The group cited that, under the provision, “Any monetary award by the arbitrator to the seafarer, or his successors-in-interest, made whether in a voluntary or mandatory arbitration, or by the National Labor Relations Commission (NLRC), shall be placed in escrow, if the employer or manning agency has raised or intends to raise the decision for judicial review in accordance with the Rules of Court.”

It added that the amount will “remain in escrow until the issuance of an entry of judgment by the appropriate reviewing court or when the employer or manning agency fails to perfect his appeal or his petition for review.”

“This Escrow provision will amend the Labor Code of the Philippines which allows the immediate payment of the money award to all employees including laborers, OFWs, fishers and seafarers who have won a case with finality at the NLRC or NCMB even if the company files a certiorari at the Court of Appeals later on and even a Petition for Review at the Supreme Court,” the NUPL pointed out.

“Instead of releasing the award to the winning seafarer or to their heirs if they die while the case is pending, it will be deposited in Escrow in a bank and will be released only when the Court of Appeals has affirmed the NLRC decision and the Supreme Court has affirmed the decision of the Court of Appeals later on,” it lamented.

The group reminded that “the process in the NLRC (National Labor Relations Commission) is tedious and long winding enough.”
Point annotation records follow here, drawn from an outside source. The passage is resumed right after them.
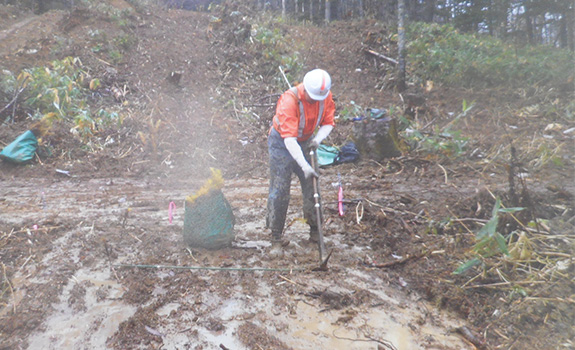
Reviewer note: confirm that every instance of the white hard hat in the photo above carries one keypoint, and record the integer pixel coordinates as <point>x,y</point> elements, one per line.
<point>317,84</point>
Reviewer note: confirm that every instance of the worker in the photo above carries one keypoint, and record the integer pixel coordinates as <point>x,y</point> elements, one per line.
<point>300,111</point>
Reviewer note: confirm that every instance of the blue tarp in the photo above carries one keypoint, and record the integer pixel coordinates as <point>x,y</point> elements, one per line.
<point>22,149</point>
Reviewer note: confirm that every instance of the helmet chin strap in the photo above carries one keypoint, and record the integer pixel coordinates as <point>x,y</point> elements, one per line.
<point>308,97</point>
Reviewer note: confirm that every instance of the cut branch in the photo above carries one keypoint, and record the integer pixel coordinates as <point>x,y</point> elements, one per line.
<point>383,57</point>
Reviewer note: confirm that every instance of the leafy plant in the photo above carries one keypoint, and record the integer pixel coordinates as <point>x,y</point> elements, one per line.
<point>59,92</point>
<point>444,141</point>
<point>442,54</point>
<point>489,241</point>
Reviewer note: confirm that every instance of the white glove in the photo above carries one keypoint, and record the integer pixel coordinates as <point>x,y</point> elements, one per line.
<point>308,171</point>
<point>322,133</point>
<point>313,144</point>
<point>297,154</point>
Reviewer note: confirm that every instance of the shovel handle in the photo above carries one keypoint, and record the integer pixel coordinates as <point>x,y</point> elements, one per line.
<point>321,244</point>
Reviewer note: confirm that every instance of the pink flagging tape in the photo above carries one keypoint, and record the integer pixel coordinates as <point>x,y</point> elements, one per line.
<point>171,209</point>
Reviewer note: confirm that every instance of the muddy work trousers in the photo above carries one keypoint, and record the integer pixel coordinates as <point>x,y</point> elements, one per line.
<point>282,166</point>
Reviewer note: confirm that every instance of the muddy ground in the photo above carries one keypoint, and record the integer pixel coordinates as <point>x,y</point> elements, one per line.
<point>65,239</point>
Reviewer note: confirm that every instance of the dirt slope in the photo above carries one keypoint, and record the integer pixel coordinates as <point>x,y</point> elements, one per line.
<point>63,238</point>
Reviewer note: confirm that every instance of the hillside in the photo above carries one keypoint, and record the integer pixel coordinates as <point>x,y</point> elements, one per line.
<point>196,90</point>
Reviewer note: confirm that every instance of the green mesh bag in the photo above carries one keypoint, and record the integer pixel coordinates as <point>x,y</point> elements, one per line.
<point>208,219</point>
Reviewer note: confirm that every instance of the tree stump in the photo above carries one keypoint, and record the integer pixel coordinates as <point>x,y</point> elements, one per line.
<point>376,137</point>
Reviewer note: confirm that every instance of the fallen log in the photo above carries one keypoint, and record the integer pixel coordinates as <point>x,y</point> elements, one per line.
<point>400,261</point>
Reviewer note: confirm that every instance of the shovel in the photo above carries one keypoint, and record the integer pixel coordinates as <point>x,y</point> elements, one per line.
<point>321,245</point>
The NUPL declared that this insertion in the bill is “violative of the constitutional provision that ‘no person shall be deprived of life, liberty, or property without due process of law, nor shall any person be denied the equal protection of the laws’.”

The group also argued that, should the bill becomes law, “this provision on Escrow would be tantamount to Class Legislation.”
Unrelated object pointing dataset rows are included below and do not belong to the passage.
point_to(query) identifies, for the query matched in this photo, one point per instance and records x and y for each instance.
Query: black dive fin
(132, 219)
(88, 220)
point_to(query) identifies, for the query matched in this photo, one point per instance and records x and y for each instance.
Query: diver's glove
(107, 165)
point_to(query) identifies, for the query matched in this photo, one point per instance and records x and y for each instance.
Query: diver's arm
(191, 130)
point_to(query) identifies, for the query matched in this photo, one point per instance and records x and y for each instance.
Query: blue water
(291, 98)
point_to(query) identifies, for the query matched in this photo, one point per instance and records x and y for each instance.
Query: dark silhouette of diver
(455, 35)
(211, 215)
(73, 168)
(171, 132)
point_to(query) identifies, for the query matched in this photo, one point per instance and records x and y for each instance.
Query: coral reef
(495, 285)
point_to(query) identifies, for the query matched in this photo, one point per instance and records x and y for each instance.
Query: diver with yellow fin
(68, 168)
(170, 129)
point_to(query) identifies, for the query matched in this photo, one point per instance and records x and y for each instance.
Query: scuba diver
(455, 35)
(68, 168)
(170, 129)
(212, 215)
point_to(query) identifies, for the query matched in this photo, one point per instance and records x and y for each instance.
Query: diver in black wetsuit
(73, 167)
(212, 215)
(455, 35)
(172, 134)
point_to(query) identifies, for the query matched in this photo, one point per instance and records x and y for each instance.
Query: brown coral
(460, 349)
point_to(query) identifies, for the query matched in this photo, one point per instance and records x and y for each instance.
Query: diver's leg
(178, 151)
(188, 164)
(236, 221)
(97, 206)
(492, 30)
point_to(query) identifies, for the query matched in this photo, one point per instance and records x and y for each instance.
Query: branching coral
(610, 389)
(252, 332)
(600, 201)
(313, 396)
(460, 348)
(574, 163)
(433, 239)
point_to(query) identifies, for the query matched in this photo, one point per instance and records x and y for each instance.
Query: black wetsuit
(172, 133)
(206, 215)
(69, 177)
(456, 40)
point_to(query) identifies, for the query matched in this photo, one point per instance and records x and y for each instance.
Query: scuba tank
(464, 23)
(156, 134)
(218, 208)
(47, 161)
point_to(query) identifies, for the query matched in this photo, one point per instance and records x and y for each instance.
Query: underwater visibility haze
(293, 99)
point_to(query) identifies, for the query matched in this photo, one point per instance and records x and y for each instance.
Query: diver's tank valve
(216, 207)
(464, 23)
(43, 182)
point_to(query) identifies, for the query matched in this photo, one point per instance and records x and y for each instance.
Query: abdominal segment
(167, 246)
To allow this diminution of the rights of seafarers and their arbitrary exclusion from the protective ambit of the Labor Code of the Philippines and beneficent labor laws is an attack on labor. If they can single out seafarers today, what can prevent them from applying the Escrow on all OFWs later on? Even the Filipino industrial workers here are all at risk, if this anti labor virus is allowed to be inserted in our labor laws.